Strongest adequate congruence relation

which is exactly the definition of observational equivalence you will find in, say Pitt’s chapter of Advanced TAPL. There is a difference in the meaning of adequacy, though. Usually adequacy is defined in terms of an operational semantics, but here everything is based on an axiomatic notion of equality, but I think they play the same role in the two settings, so I think it’s reasonable to use the same word. On thing I like about this formulation is very nice though since it makes obvious that adequacy is not a predetermined concept, we have to pick \(T_0\) and \(i\) in order to know what adequacy means.
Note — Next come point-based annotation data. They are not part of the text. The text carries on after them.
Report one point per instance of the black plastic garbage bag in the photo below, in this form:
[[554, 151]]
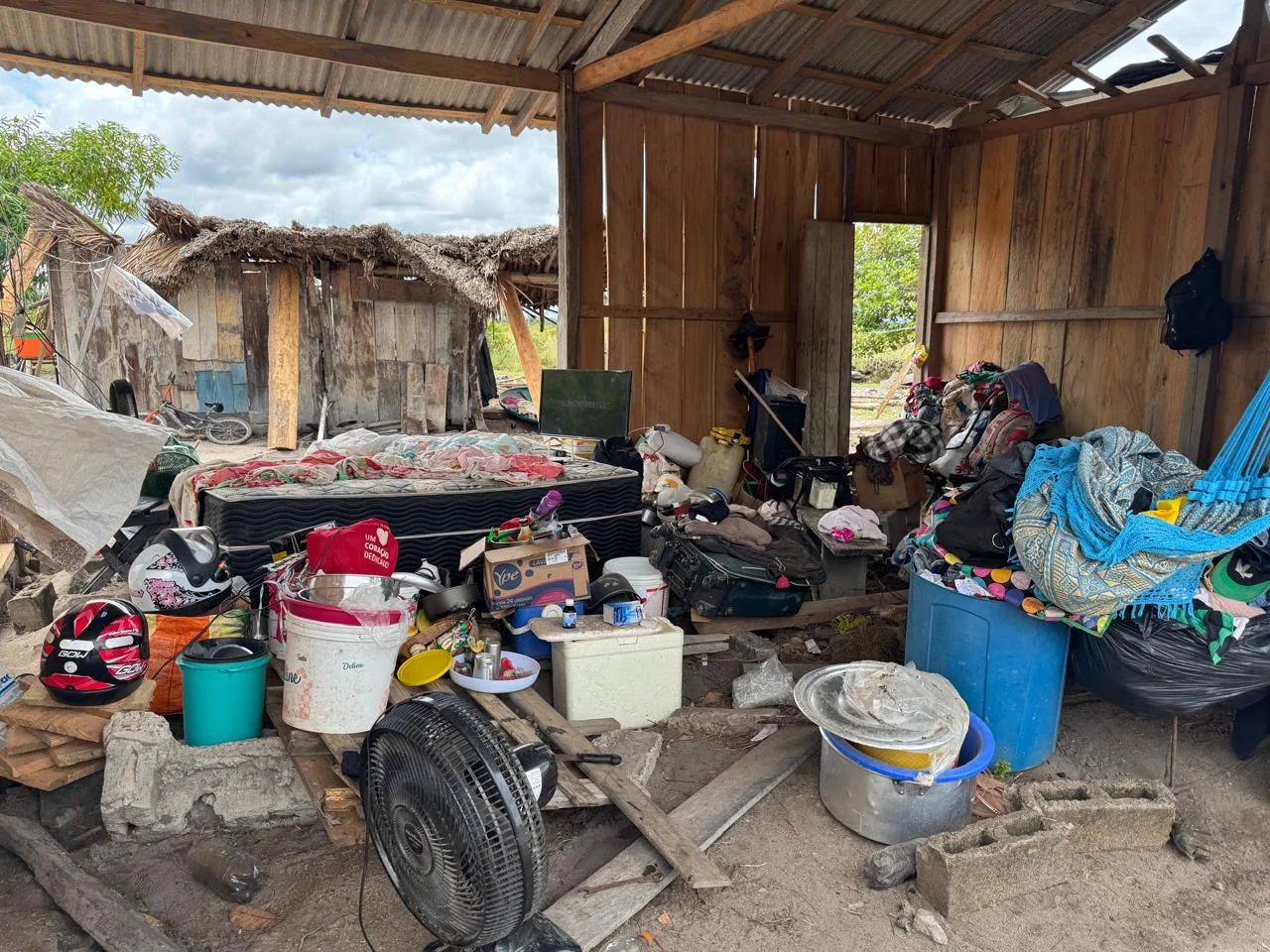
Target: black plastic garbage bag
[[1157, 666]]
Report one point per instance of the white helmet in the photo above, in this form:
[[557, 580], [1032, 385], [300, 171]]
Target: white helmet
[[181, 572]]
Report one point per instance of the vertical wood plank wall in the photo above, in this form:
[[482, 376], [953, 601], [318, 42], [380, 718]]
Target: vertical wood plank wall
[[356, 336], [1098, 213], [689, 222]]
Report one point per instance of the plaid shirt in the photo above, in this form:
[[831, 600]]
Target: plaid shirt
[[916, 440]]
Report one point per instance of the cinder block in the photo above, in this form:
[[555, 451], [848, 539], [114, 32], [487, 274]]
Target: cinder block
[[158, 787], [1105, 814], [993, 861]]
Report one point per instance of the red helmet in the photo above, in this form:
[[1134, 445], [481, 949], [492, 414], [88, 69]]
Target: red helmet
[[96, 654]]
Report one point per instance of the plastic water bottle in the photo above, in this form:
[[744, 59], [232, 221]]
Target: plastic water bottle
[[230, 874]]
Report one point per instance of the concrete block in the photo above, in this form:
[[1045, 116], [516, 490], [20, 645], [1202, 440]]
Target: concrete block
[[1103, 814], [749, 647], [992, 861], [157, 787], [638, 749], [33, 607]]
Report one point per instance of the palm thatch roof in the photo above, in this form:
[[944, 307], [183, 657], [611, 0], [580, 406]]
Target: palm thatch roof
[[185, 244], [50, 213]]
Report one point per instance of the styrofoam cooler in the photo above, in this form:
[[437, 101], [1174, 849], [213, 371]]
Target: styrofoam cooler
[[633, 674]]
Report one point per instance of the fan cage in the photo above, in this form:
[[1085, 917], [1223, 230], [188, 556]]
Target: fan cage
[[453, 820]]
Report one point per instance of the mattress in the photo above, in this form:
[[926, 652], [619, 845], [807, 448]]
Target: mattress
[[432, 520]]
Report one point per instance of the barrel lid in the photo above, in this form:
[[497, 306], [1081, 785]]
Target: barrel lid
[[884, 705]]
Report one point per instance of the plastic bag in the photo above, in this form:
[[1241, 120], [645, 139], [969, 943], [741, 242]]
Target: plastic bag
[[1159, 666], [767, 685]]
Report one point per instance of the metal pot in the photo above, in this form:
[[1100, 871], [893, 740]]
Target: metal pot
[[887, 803]]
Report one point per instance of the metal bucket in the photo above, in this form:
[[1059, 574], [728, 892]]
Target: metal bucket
[[885, 803]]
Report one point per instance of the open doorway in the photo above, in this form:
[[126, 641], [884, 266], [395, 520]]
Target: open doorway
[[888, 262]]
Conclusion: Tying it back to Final Encodings

So now we’ve seen that

Final algebras are equivalent to initial algebras modulo observational equivalence

Of course we haven’t precisely gotten back to where we started: we were talking about denotational semantics in terms of sets and functions, but what we really want are implementations in our favorite programming languages. Fortunately, we didn’t use very many properties of sets in our definition, so it’s pretty easy to swap out the category of Sets for some category built out of the terms of our programming language. We can also swap out sets for some much cooler category of denotations like domains or metric spaces or time-varying values.

Another question is how to implement this when we have a proper type theory and not just some boring sorts. In particular, if we have function types, then we won’t be able to get functions from functions in our term model to functions in our denotations due to contravariance. Perhaps logical relations are the solution?